By November 1942 Berlin Radio was reporting that "Rex Stout himself has cut his own production in detective stories from four to one a year and is devoting the entire balance of his time to writing official war propaganda." Newsweek described Stout as "stripping Axis short-wave propaganda down to the barest nonsensicals ... There's no doubt of its success."

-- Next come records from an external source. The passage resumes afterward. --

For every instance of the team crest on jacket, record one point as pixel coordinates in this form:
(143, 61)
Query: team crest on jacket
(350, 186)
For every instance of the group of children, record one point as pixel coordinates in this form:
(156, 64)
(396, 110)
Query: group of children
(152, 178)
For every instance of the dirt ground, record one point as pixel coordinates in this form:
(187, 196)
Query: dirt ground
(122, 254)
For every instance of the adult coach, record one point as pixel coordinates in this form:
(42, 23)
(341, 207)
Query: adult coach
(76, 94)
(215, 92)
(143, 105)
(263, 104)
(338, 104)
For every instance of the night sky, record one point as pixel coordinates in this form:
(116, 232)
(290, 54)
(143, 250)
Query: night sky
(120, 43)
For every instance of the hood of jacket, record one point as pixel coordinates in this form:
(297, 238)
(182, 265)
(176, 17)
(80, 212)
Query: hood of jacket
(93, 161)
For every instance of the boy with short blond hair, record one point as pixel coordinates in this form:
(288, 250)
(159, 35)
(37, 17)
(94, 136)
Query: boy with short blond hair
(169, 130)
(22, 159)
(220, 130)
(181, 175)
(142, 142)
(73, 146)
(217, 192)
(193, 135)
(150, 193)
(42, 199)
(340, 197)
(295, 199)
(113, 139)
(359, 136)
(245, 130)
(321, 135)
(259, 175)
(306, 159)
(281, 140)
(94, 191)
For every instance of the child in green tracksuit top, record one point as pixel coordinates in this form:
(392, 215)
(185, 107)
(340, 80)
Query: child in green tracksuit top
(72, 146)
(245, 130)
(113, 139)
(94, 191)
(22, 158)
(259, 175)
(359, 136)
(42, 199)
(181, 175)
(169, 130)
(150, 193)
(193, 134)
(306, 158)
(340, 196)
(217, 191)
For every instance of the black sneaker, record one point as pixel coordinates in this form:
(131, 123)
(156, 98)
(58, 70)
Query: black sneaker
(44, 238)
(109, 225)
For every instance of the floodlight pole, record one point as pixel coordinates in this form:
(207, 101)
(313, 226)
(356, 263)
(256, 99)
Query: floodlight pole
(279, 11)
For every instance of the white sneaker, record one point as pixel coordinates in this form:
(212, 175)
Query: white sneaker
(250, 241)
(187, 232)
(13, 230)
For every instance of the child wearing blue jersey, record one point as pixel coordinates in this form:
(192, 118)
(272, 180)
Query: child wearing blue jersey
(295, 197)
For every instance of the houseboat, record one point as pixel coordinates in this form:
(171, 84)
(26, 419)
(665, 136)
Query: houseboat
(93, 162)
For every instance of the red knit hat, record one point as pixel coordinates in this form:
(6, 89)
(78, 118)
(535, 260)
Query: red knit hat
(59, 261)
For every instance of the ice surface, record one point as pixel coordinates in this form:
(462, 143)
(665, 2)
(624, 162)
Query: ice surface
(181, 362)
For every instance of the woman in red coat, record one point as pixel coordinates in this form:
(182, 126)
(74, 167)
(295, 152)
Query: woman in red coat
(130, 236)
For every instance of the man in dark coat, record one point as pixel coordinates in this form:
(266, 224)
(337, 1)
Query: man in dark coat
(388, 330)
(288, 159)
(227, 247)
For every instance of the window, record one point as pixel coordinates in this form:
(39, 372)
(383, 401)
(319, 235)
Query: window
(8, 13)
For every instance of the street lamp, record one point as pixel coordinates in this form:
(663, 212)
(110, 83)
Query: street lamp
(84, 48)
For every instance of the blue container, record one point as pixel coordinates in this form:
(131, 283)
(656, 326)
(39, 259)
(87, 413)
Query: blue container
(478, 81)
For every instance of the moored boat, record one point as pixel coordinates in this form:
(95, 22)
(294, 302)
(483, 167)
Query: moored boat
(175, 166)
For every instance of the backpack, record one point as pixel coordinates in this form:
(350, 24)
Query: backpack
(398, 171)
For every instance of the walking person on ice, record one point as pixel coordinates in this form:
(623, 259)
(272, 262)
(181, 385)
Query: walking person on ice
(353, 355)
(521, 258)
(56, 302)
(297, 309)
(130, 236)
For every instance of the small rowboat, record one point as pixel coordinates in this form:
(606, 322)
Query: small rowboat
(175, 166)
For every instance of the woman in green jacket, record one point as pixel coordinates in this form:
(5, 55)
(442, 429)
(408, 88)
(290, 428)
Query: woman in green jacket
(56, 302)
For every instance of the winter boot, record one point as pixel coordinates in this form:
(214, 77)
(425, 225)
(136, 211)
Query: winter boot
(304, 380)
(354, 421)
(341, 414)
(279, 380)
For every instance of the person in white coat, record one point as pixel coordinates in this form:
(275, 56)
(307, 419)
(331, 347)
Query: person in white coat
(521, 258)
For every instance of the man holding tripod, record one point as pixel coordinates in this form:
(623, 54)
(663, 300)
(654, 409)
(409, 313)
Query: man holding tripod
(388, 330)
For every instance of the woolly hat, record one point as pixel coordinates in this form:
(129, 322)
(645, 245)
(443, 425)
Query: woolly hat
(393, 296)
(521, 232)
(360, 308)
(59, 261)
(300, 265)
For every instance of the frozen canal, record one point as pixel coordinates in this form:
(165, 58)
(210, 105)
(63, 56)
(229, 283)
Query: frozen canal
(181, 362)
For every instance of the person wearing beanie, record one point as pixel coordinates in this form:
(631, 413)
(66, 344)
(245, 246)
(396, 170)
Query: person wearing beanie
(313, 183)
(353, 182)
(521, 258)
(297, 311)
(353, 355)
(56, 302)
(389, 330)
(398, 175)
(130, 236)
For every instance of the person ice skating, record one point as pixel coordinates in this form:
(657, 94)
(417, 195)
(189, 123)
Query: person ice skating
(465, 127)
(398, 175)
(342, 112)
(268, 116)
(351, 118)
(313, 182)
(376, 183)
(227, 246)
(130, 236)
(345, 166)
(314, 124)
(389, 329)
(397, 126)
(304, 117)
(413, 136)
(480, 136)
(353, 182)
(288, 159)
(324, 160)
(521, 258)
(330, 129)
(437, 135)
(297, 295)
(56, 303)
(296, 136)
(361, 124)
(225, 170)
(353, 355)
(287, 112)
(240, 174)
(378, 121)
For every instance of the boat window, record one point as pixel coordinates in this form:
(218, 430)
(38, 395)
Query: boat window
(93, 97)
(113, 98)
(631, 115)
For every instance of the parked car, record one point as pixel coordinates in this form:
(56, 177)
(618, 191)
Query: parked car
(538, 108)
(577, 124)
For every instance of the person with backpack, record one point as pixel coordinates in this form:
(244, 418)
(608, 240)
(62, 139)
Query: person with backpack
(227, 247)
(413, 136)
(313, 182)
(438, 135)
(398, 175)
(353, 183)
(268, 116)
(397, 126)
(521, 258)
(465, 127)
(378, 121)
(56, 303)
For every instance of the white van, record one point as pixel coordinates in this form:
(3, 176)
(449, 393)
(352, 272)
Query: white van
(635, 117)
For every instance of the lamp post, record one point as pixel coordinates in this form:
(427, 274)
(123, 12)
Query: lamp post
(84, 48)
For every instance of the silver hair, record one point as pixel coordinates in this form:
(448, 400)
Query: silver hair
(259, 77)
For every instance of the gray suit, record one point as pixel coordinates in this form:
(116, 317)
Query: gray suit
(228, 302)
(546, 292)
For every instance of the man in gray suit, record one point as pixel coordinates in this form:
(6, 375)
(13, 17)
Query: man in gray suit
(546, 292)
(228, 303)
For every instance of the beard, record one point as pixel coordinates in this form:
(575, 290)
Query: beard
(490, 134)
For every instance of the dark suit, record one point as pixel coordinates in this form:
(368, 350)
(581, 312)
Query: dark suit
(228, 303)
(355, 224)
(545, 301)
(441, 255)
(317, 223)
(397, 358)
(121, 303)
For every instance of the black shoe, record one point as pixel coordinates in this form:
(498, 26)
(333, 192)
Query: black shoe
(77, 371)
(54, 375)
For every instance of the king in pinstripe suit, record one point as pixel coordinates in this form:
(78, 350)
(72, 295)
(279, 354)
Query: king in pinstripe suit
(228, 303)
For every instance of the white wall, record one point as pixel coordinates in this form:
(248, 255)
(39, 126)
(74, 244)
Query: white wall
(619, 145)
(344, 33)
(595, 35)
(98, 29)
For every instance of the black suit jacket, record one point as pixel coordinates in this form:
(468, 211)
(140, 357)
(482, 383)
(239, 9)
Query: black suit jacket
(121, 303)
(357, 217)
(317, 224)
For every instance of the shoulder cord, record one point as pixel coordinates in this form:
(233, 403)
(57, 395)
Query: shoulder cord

In 1943, Our Secret Weapon won the Annual Advertising Award medal presented to the sponsored radio program contributing most to the advancement of radio advertising as a social force. The Advertising Awards were created in 1924 by Edward W. Bok, and were administered by the Harvard School of Business until 1930, when Advertising & Selling magazine became the award sponsor.

==Legacy==
In 1950, Freedom House updated Our Secret Weapon for television, in a public affairs program titled Our Secret Weapon: The Truth. Revived during the Korean War as a weekly series that would "answer Communist lies about us," the program featured conservative commentators Leo Cherne and Ralph de Toledano. Our Secret Weapon: The Truth aired on the DuMont Television Network from October 22, 1950, to April 17, 1951.